This Sunday's Gospel reading contains two words that stick out for me: "fear" and "peace." As Catholics, we are living in a society that seems to be more and more secularized, even intolerant, by the minute. Some might say that it is increasingly more difficult to openly practice our religious beliefs. In a sense, many of us are closing those doors to our faith; living and practicing in fear of what others might think, say or do if we are suspected of being ...tan, tan, tan...(scary, dramatic horror music)...PRACTICING CATHOLICS! :) "Is anyone watching me as I pray before eating at a restaurant? I am posting every move I make on my Facebook, except when it comes to hinting I go to Mass on Sunday (or more than once a week)."
I have heard two sides of the argument, both of which can be defended within Scripture... 1) Practice your faith between you and God, so as to avoid boasting, impressing others, etc. 2) Don't hide a light under a basket. (Don't keep Jesus to yourself). Although finding our path in reference to this issue is a personal journey, I find this to be my guiding question: Whether I make my faith a personal matter or a public one...What is at the root of my decision? If my answer to this question is "fear"... I might need to reflect on my current path and head in a different direction. We do have the Body of Christ (the Church) to which we belong to, so we are not solitary beings on this path of faith. Fear of persecution should not limit the public expression of my beliefs.

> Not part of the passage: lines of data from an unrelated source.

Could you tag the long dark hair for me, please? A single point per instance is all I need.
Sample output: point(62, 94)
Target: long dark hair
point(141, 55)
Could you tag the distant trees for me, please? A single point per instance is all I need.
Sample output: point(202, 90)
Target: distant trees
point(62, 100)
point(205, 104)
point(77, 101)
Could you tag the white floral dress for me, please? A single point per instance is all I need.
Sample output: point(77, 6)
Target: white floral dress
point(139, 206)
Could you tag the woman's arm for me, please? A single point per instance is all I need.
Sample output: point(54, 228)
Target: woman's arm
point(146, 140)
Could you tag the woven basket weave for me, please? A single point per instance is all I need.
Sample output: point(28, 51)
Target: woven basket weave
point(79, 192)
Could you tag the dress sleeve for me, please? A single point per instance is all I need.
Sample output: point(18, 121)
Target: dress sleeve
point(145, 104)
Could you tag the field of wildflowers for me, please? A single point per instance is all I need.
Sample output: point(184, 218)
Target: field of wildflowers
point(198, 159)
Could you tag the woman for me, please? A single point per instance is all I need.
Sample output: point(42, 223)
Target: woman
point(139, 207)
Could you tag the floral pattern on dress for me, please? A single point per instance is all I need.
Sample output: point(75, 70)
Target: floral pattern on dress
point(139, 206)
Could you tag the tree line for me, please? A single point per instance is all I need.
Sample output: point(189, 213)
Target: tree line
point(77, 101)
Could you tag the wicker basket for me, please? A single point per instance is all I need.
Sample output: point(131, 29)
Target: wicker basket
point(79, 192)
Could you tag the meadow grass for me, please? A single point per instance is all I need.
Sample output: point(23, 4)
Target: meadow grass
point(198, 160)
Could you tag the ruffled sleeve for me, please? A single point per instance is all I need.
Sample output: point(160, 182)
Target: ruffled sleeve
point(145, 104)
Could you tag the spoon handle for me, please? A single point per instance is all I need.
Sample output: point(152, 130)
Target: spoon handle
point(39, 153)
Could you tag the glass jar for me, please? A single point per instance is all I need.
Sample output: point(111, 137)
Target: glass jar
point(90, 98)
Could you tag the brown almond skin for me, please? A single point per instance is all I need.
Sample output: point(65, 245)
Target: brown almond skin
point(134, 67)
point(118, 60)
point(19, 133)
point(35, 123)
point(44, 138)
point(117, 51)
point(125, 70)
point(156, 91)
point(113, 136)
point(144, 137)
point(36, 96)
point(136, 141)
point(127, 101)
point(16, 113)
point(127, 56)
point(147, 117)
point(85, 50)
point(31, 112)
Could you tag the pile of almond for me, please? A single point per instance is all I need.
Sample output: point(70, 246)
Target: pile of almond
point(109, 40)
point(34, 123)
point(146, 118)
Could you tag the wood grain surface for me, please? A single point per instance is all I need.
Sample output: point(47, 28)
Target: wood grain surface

However, if I practice my faith in order to gain the approval of this or that group of believers...it is no longer genuine. For me, this is where "peace" is actualized. We tend to think peace is a state in which nothing sad or difficult is happening. True peace in Jesus Christ can be experienced in the midst of any situation. A person in a quiet, serene garden may be experiencing turmoil and chaos within. Just as a person in the middle of a hurricane can experience peace while chaos is happening around them. We have to believe enough to open the doors to our hearts so that Jesus may enter and settle both our fears and our doubts. I pray we are capable of experiencing that peace whether we are sitting quietly at Eucharistic Adoration or chanting at a religious freedom rally.